In our four-point checklist for FPGA success, it seems that Tabula will have two of the checkboxes nicely filled in. In order to be successful, however, they need to check the last two – design tools and customer support. So far, Tabula has hung their hat on an innovative-but-risky cloud-based tool strategy to address both of those concerns. (We wrote about that strategy). The big questions are: First, how long will it take Tabula’s tool chain to mature? Will it reliably blast through customer designs with less-than-perfect HDL constructs and real-world design compromises? Will it hold up under the pressure of large, complex, high-performance designs? These are questions that are impossible to answer until a decent number of real customers have used the software for production design work. All of the lab testing in the world won’t tell you enough about how a design tool will perform in the real world of production design. 

The bigger question with the cloud-based design strategy is customer trust. Will designers be comfortable using cloud-based tools where their design gets shipped across the Internet to somebody else’s server? While the rest of the universe has largely embraced cloud-based computing, engineers remain a somewhat paranoid and fickle bunch.
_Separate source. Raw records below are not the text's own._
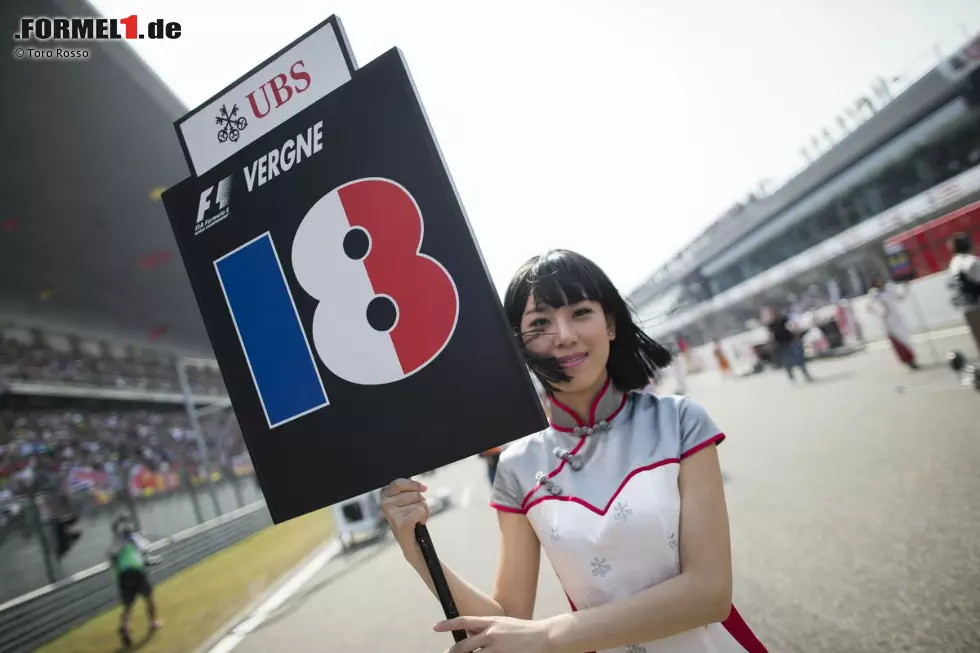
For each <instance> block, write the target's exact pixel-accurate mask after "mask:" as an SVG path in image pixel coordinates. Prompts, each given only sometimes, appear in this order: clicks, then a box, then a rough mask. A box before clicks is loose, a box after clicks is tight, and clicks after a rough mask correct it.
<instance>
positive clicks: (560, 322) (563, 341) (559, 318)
mask: <svg viewBox="0 0 980 653" xmlns="http://www.w3.org/2000/svg"><path fill="white" fill-rule="evenodd" d="M555 335H556V336H557V337H558V342H559V344H566V345H567V344H569V343H573V342H575V330H574V329H573V328H572V324H571V322H569V321H568V320H566V319H564V318H559V319H556V320H555Z"/></svg>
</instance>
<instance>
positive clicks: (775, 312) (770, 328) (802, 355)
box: [762, 306, 813, 383]
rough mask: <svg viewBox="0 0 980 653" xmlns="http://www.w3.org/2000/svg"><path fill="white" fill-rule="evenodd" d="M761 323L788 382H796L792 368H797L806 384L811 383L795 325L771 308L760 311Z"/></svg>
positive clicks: (773, 309)
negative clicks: (806, 383) (785, 368)
mask: <svg viewBox="0 0 980 653" xmlns="http://www.w3.org/2000/svg"><path fill="white" fill-rule="evenodd" d="M762 323H763V324H765V325H766V328H767V329H769V339H770V343H771V344H772V347H773V349H774V350H775V357H776V360H779V361H780V362H781V363H782V365H783V367H784V368H786V373H787V374H788V375H789V380H790V381H794V382H795V381H796V378H795V377H794V376H793V368H794V367H798V368H800V371H801V372H803V378H805V379H806V380H807V383H812V382H813V377H812V376H810V372H809V371H808V370H807V369H806V356H805V355H804V353H803V340H802V334H801V333H800V330H799V328H798V327H797V325H796V324H794V323H793V321H792V320H790V318H789V317H787V316H786V315H785V314H783V313H780V312H778V311H776V310H775V309H774V308H772V307H771V306H766V307H764V308H763V309H762Z"/></svg>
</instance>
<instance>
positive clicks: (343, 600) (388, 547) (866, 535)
mask: <svg viewBox="0 0 980 653" xmlns="http://www.w3.org/2000/svg"><path fill="white" fill-rule="evenodd" d="M936 346H937V349H938V350H939V351H940V353H941V354H945V352H946V351H948V350H949V349H951V348H954V347H956V348H959V349H962V350H964V351H967V352H969V355H970V356H971V358H972V359H973V360H976V358H977V353H976V350H975V348H973V346H972V343H970V341H969V340H968V338H967V337H965V336H956V337H947V338H943V339H940V340H937V341H936ZM916 348H917V350H918V352H919V356H920V360H921V361H922V362H923V363H925V364H926V365H927V366H928V367H927V368H926V369H924V370H922V371H919V372H912V371H910V370H907V369H905V368H903V367H901V366H899V364H898V363H897V361H896V360H895V359H894V358H893V356H892V354H891V352H890V351H889V350H887V349H885V348H884V347H881V346H877V347H871V348H869V350H867V351H865V352H863V353H860V354H856V355H853V356H851V357H848V358H845V359H837V360H832V361H820V362H817V363H815V364H812V365H811V372H812V373H813V374H814V376H815V377H816V378H817V379H818V380H817V382H816V383H814V384H812V385H805V384H803V383H799V384H798V385H791V384H790V383H789V380H788V379H787V378H786V376H785V374H784V373H782V372H767V373H764V374H762V375H758V376H754V377H750V378H745V379H729V380H722V379H720V378H719V377H718V376H716V375H713V374H706V375H703V376H699V377H693V378H691V379H690V388H691V394H692V396H693V397H694V398H695V399H697V400H698V401H700V402H701V403H703V404H704V405H705V406H706V407H707V408H708V410H709V411H710V413H711V415H712V416H713V417H714V418H715V420H716V421H717V422H718V424H719V425H720V426H721V428H722V429H723V430H724V431H725V432H726V433H727V435H728V438H727V440H726V441H725V442H724V443H722V444H721V445H720V449H719V453H720V456H721V461H722V467H723V471H724V474H725V477H726V493H727V500H728V507H729V514H730V517H731V529H732V549H733V557H734V575H735V605H736V606H737V607H738V609H739V611H740V612H741V614H742V616H743V617H744V618H745V619H746V621H747V622H748V624H749V625H750V627H751V628H753V630H754V631H755V632H756V634H757V635H758V636H759V637H760V638H761V640H762V641H763V643H764V644H766V646H767V647H768V649H769V651H770V652H772V653H775V652H780V651H794V652H795V651H799V652H801V653H804V652H805V653H819V652H824V651H826V652H828V653H830V652H833V653H842V652H851V651H853V652H862V653H863V652H871V651H873V652H882V653H884V652H886V651H887V652H894V651H903V652H919V651H922V652H926V651H928V652H930V653H933V652H939V651H942V652H944V653H954V652H961V651H962V652H964V653H966V652H967V651H971V652H975V651H980V393H977V392H975V391H973V390H970V389H965V388H961V387H959V386H958V385H957V380H956V378H955V377H954V376H953V374H952V373H951V372H950V371H949V370H948V369H947V368H945V367H944V366H942V365H937V364H932V365H931V366H930V357H931V353H930V348H929V346H928V345H927V344H924V343H922V342H920V343H918V344H917V347H916ZM900 386H901V387H900ZM664 389H665V390H668V391H669V390H670V384H669V382H668V383H667V384H665V388H664ZM425 481H426V482H427V483H428V485H429V487H430V488H433V489H436V488H440V487H444V488H448V489H449V490H450V491H451V492H452V496H453V499H454V505H453V507H451V508H449V509H447V510H446V511H444V512H442V513H441V514H439V515H436V516H434V517H433V518H432V520H431V521H430V526H429V528H430V532H431V534H432V538H433V541H434V542H435V544H436V547H437V549H438V552H439V554H440V556H441V557H442V559H443V561H444V562H445V563H447V564H448V565H450V566H451V567H453V568H454V569H456V570H457V571H458V572H460V573H461V574H462V575H463V576H464V577H465V578H466V579H467V580H469V581H470V582H471V583H473V584H475V585H477V586H479V587H481V588H483V589H484V590H487V591H489V589H490V588H491V586H492V582H493V574H494V565H495V561H496V552H497V547H498V542H497V536H496V531H495V527H496V523H495V519H496V518H495V513H494V511H493V510H492V509H490V508H489V507H488V506H487V500H488V498H489V484H488V481H487V479H486V474H485V467H484V466H483V464H482V463H481V462H480V461H479V460H476V459H470V460H465V461H461V462H459V463H457V464H455V465H452V466H450V467H447V468H444V469H441V470H439V471H438V472H437V473H436V474H435V475H434V476H431V477H427V478H426V479H425ZM539 584H540V594H539V597H538V602H537V607H536V616H538V617H544V616H548V615H552V614H556V613H558V612H565V611H567V610H568V605H567V603H566V602H565V599H564V596H563V595H562V593H561V590H560V588H559V586H558V583H557V581H556V580H555V577H554V574H553V572H552V571H551V568H550V567H549V566H548V564H547V561H546V559H543V560H542V571H541V577H540V581H539ZM441 617H442V613H441V609H440V607H439V604H438V602H437V601H436V600H435V598H433V597H432V596H431V595H430V594H429V593H428V590H427V589H425V587H424V586H423V584H422V582H421V581H420V580H419V579H418V578H417V576H415V575H414V572H413V571H412V569H411V568H410V567H409V566H408V565H407V564H406V563H405V562H404V559H403V558H402V556H401V554H400V552H399V550H398V548H397V547H396V546H394V545H393V544H392V540H391V538H390V537H388V538H387V540H385V541H383V542H382V543H380V544H373V545H367V546H364V547H363V548H360V549H358V550H356V551H354V552H352V553H348V554H345V555H343V556H340V557H339V558H337V559H335V560H334V561H332V562H331V563H329V564H328V565H327V566H326V567H324V568H323V569H322V570H321V571H320V572H319V573H317V574H316V575H315V576H314V577H313V578H312V579H311V580H310V582H308V583H307V584H306V585H305V586H303V588H302V589H301V590H300V591H299V592H297V594H296V595H294V596H293V597H292V598H291V599H290V600H288V601H286V603H285V604H284V605H283V606H282V607H281V608H280V609H279V610H277V611H276V612H274V613H273V614H272V616H271V618H270V619H268V620H267V621H266V622H265V623H263V624H262V625H261V626H259V627H258V628H257V629H256V630H255V631H254V632H252V633H251V634H250V635H248V636H247V637H246V638H245V639H244V640H243V641H242V642H241V643H240V644H239V646H238V647H237V648H236V649H235V650H236V653H259V652H267V651H273V650H288V651H291V653H307V652H309V653H312V652H314V651H316V652H318V653H319V652H322V651H325V650H329V651H371V652H372V653H389V652H390V653H396V652H397V653H434V652H436V651H444V650H446V649H447V648H449V647H450V646H451V645H452V638H451V636H449V635H447V634H437V633H434V632H432V630H431V626H432V625H433V624H434V623H435V622H436V621H438V620H439V619H440V618H441Z"/></svg>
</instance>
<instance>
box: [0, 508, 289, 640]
mask: <svg viewBox="0 0 980 653" xmlns="http://www.w3.org/2000/svg"><path fill="white" fill-rule="evenodd" d="M271 524H272V519H271V517H270V516H269V512H268V510H267V509H266V507H265V503H264V502H263V501H257V502H255V503H252V504H250V505H247V506H245V507H244V508H239V509H238V510H235V511H233V512H230V513H226V514H224V515H221V516H219V517H216V518H215V519H212V520H210V521H207V522H205V523H203V524H199V525H197V526H193V527H191V528H189V529H187V530H185V531H182V532H180V533H177V534H175V535H172V536H169V537H165V538H163V539H161V540H158V541H156V542H154V543H153V547H152V549H153V552H154V553H155V554H157V555H160V556H162V558H163V562H162V563H161V564H160V565H159V566H156V567H153V568H152V570H151V572H150V575H151V578H152V580H153V581H154V582H161V581H163V580H166V579H167V578H169V577H171V576H173V575H174V574H177V573H178V572H180V571H182V570H183V569H186V568H187V567H190V566H191V565H193V564H195V563H197V562H199V561H201V560H203V559H204V558H206V557H208V556H209V555H211V554H213V553H215V552H217V551H220V550H221V549H224V548H226V547H228V546H231V545H232V544H234V543H235V542H238V541H239V540H242V539H244V538H246V537H248V536H249V535H251V534H253V533H255V532H257V531H259V530H261V529H263V528H265V527H267V526H269V525H271ZM118 602H119V594H118V590H117V589H116V581H115V577H114V576H113V573H112V570H111V569H110V568H109V565H108V564H107V563H101V564H98V565H95V566H93V567H91V568H89V569H86V570H85V571H82V572H80V573H77V574H75V575H73V576H71V577H69V578H67V579H65V580H62V581H59V582H57V583H54V584H52V585H48V586H46V587H42V588H40V589H38V590H35V591H33V592H30V593H28V594H25V595H23V596H20V597H18V598H16V599H14V600H12V601H8V602H7V603H5V604H2V605H0V653H22V652H23V653H26V652H27V651H33V650H35V649H36V648H37V647H38V646H40V645H42V644H43V643H45V642H48V641H50V640H52V639H54V638H56V637H58V636H59V635H61V634H63V633H65V632H67V631H68V630H70V629H71V628H72V627H73V626H76V625H78V624H80V623H82V622H84V621H86V620H88V619H90V618H91V617H93V616H95V615H97V614H99V613H100V612H102V611H104V610H106V609H108V608H111V607H112V606H113V605H115V604H117V603H118Z"/></svg>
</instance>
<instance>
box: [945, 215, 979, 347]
mask: <svg viewBox="0 0 980 653" xmlns="http://www.w3.org/2000/svg"><path fill="white" fill-rule="evenodd" d="M951 247H952V250H953V258H952V260H951V261H950V262H949V277H950V286H951V287H952V289H953V292H954V295H953V303H954V304H955V305H956V306H958V307H960V308H962V309H963V316H964V318H965V319H966V324H967V326H969V327H970V332H971V333H972V334H973V342H974V343H975V344H976V346H977V349H978V350H980V258H978V257H977V256H976V255H975V254H974V253H973V242H972V241H971V240H970V236H969V234H965V233H959V234H956V236H955V237H954V238H953V242H952V243H951Z"/></svg>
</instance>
Cloud-based security may be good enough for financial institutions to trust with tens of billions of dollars of transactions every day, but it may not be quite up to the task of protecting my really cool “one-half-hot” state machine design from my competitors’ prying eyes. Of course, my competitor has an engineer whose wife works at my company in the cube next to mine, but – let’s worry about the cloud security part.

If Tabula is successful in persuading designers to trust the cloud, they stand to make significant gains on the final checkbox – customer support. Having direct access to the customers’ design data and software from a central location could make AE support vastly faster and more efficient. A much smaller team of AEs could serve a much larger set of customers and do it faster, cheaper, and more effectively. All of that depends on the design tools working well and customers accepting the cloud model, however. So we’ll just have to wait and see. 

2 thoughts on “Tabula Taps Intel”

  1. Wow, we’ve got 3D FPGAs fabricated on 3D transistors! Does that make some kind of 9D programmable logic tesseract?

    What do you think about Intel’s entry into the merchant fab business, and how do you think it will affect the competition in the FPGA space with startups like Tabula and Achronix going against Xilinx and Altera?

  2. Altera and Xilinx are also moving to more-advanced silicon technology. Though not quite 22nm, they’re still pretty good for FPGAs. Both companies are investing big to become the ultimate system-on-a-chip.

    It could be that Intel is renting out some of its capacity to Tablula and Achronix in order to defray the awesome cost of the new 22nm fab, but neither company makes enough chips to make much of a dent. Maybe it’s purely a pay-to-play deal.

    If Tablula succeeds, will the FPGA duopoly be replaced by the TAX (Tablula, Altera, Xilinx) triad?